The angklung is a one-note musical instrument that comes from Indonesia. It consists of two or more movable bamboo tubes attached to a bamboo frame. You play the angklung by holding it with one hand at the top and shaking it with the other hand at the bottom. It takes eight differently noted angklungs to play a scale.
To help set the Guinness World Record, the Indonesian Embassy had flown in angklung maestro Daeng Udjo from Jakarta, Indonesia. He directed the novice, but enthusiastic group by using hand signals. He demonstrated the hand signals as he taught us how to play a scale. The final test for us was following his hand signals to play the official song, “We are the World,” to set the world record.
Yes, we did! An official adjudicator from the Guinness Book of Records watched the performance and then announced that a new World Record for an angklung ensemble had been set*. She said, “You’re unbelievable. And to think that you have never played the instrument before.”
Being part of setting a Guinness World Record was an amazing event, but it also provided me with four insights that directly relate to successful presentations.
1) Team effort – You’ll never see a one-man Angklung band.
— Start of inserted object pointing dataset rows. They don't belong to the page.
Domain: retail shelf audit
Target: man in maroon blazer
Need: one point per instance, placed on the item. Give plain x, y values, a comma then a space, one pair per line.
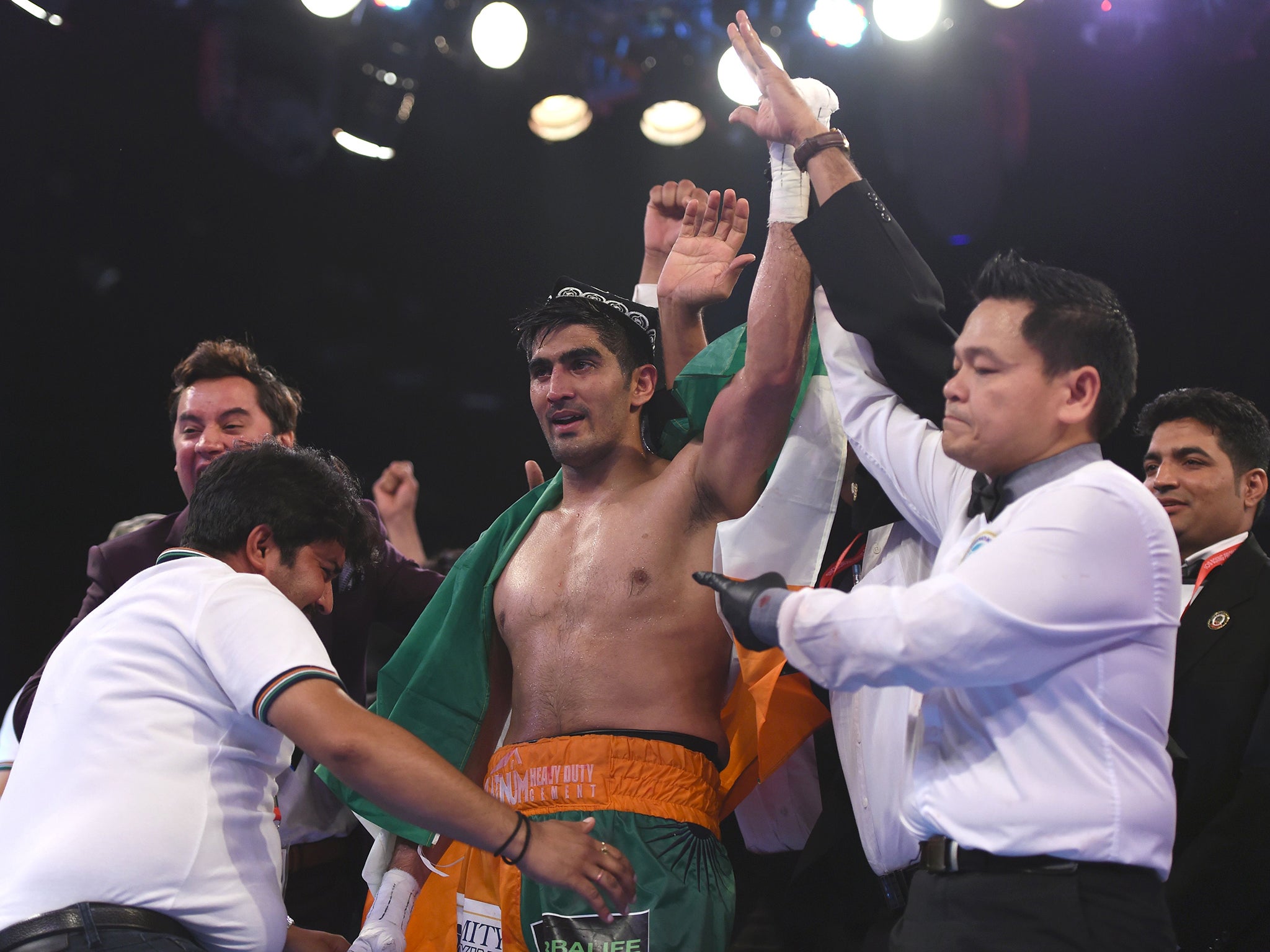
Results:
221, 395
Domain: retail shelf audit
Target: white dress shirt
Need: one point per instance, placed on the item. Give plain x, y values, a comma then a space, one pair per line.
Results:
148, 767
1043, 643
1191, 591
873, 725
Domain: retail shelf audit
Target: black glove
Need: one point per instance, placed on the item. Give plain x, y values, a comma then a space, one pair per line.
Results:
750, 606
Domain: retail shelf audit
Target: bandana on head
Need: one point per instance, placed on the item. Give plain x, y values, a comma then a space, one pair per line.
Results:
665, 405
646, 319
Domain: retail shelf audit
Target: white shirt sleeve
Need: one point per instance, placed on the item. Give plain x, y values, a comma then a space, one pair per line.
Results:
897, 446
257, 644
1068, 576
8, 738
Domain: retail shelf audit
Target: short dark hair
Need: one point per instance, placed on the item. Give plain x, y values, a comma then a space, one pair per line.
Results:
304, 495
1241, 430
1075, 322
618, 333
214, 359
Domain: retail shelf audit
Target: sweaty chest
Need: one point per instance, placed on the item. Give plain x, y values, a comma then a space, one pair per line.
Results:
574, 574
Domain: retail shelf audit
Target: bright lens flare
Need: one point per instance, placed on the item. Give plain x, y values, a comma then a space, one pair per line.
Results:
499, 35
838, 22
331, 8
672, 123
906, 19
362, 148
559, 117
734, 77
52, 18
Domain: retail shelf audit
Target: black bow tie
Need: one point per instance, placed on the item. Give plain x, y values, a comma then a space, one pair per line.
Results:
987, 496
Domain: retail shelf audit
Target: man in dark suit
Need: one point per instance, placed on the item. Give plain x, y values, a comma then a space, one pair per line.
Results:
1207, 464
224, 395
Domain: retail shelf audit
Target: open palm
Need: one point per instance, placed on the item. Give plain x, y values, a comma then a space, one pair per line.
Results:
705, 263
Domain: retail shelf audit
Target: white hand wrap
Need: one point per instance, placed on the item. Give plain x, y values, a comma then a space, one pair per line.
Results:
791, 190
384, 930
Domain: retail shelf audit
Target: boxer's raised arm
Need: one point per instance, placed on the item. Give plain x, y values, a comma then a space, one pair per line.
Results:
701, 270
750, 419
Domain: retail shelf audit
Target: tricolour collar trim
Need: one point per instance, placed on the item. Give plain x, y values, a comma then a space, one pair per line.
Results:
171, 555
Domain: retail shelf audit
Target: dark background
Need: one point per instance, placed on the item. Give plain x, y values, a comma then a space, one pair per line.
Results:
143, 208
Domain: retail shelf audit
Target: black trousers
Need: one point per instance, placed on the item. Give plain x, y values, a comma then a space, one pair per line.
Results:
1096, 908
329, 896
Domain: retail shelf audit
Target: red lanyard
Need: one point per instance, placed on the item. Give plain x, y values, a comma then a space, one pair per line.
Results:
845, 562
1209, 565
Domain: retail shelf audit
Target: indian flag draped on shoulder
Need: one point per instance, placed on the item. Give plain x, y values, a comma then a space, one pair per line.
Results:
437, 684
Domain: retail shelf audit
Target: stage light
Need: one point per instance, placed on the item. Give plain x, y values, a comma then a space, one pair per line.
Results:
499, 35
559, 117
906, 19
331, 8
734, 77
838, 22
362, 148
51, 18
672, 122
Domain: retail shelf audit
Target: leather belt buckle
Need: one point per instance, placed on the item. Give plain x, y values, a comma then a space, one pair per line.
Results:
940, 855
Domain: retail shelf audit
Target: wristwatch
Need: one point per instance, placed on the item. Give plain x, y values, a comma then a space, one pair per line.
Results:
833, 139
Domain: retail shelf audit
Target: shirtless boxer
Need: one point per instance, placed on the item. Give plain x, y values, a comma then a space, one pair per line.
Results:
618, 660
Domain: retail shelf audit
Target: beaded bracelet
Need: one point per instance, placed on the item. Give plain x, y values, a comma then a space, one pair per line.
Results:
528, 829
520, 821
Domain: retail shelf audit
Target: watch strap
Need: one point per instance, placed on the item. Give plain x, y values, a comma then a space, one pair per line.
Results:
833, 139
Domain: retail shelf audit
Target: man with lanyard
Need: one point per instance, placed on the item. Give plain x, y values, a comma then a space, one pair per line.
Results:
1042, 643
1207, 465
141, 809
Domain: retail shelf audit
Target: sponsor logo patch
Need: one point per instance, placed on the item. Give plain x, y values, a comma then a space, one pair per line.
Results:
590, 933
980, 542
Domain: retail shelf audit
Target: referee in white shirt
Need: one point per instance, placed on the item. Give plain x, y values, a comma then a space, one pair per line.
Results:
1044, 639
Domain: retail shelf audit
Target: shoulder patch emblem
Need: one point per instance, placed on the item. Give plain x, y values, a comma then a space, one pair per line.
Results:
980, 542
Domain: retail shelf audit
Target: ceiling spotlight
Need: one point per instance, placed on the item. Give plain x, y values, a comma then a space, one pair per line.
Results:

Playing a song with the Angklung always takes teamwork and cooperation. Our group used a series of 10 differently noted/tuned angklungs. And, as our Guinness World Record was about number, having a cooperative team of 5,182 was critical. The best presentation is a team effort between the speaker and the audience.
2) Visuals speed learning – Our angklungs had labels at the base with images of the hand signal assigned to each instrument’s note. When the director gave the corresponding hand signal, you shook your angklung. These labels also helped to orient the instrument. When the sticker was facing you, the Angklung was held correctly. Visual learning made for faster comprehension of the task.
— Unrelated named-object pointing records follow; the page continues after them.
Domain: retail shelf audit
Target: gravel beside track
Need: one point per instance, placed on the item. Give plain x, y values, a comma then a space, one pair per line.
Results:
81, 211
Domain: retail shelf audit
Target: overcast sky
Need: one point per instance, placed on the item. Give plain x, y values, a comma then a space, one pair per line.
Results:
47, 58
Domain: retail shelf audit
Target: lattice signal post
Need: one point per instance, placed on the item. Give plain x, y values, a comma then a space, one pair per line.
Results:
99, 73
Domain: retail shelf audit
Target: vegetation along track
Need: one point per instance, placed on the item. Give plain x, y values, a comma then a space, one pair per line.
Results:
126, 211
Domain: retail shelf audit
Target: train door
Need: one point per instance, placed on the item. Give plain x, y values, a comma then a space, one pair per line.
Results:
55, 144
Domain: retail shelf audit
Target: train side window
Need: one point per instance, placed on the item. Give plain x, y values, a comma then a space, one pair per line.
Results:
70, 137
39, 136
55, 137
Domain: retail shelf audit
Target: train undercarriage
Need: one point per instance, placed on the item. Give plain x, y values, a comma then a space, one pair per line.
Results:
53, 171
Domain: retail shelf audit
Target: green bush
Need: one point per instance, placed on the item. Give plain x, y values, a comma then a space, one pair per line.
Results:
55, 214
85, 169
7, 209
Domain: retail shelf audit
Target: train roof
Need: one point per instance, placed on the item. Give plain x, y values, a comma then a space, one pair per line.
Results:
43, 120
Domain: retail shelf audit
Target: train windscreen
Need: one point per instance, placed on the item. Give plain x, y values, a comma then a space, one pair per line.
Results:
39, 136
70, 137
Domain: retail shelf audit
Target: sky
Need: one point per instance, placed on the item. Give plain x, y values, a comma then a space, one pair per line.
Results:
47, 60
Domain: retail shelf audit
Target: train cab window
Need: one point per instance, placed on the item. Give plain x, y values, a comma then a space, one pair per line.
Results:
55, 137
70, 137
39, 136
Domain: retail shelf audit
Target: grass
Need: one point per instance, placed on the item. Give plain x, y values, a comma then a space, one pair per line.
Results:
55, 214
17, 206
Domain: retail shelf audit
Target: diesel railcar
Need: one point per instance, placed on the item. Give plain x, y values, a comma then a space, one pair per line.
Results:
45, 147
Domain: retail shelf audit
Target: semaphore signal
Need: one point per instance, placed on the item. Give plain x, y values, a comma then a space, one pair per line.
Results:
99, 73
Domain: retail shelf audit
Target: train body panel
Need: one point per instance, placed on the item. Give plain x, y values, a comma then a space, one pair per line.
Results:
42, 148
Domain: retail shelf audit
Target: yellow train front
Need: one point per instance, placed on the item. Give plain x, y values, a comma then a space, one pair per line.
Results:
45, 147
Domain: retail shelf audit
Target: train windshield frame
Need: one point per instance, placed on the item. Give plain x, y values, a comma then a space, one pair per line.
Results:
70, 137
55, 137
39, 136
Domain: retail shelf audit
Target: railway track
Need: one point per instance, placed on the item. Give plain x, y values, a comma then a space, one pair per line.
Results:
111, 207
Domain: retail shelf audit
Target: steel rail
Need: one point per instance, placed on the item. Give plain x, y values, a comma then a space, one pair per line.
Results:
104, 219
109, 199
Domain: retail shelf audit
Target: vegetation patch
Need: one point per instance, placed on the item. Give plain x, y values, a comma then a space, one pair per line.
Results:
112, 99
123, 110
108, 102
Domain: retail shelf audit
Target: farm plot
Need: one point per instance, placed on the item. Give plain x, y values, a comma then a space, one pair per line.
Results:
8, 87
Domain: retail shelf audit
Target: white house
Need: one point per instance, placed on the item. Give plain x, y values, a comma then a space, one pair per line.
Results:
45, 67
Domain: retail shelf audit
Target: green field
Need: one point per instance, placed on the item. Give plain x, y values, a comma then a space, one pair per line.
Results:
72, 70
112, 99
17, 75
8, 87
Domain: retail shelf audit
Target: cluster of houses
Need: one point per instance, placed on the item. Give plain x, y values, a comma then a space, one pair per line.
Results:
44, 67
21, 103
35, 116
3) Practice increases confidence – Angklung maestro Daeng Udjo made us rehearse by leading us through playing scales several times. Then we played a full song several times. That really gave us a sense of how this was going to work. Finally, we were introduced to the song we’d play to attain the record, “We are the World.” We rehearsed the complete song several times before performing it for the record. With each practice, our confidence improved.
4) Being fully present counts – Because of the nature of the event, most of the participants possessed cameras or video recorders. All of us were admonished that for the world record attempt to count, no one could be caught videoing and not playing their instrument. For the five minutes of the attempt, all of us would need to be fully present and engaged in the task at hand, establishing a Guinness World Record. Being fully present and focused on the task at hand was the only way we could achieve our goal.
* My World Record holder status, like any good presentation, is highly ephemeral. If 5,182 people can gather to set a world record in Washington, DC, I’d imagine that this record would be topped when/if they attempt this in Jakarta. Until then, I’ll enjoy my status as a Guinness World Record participant and thrill in the memory of an amazing event.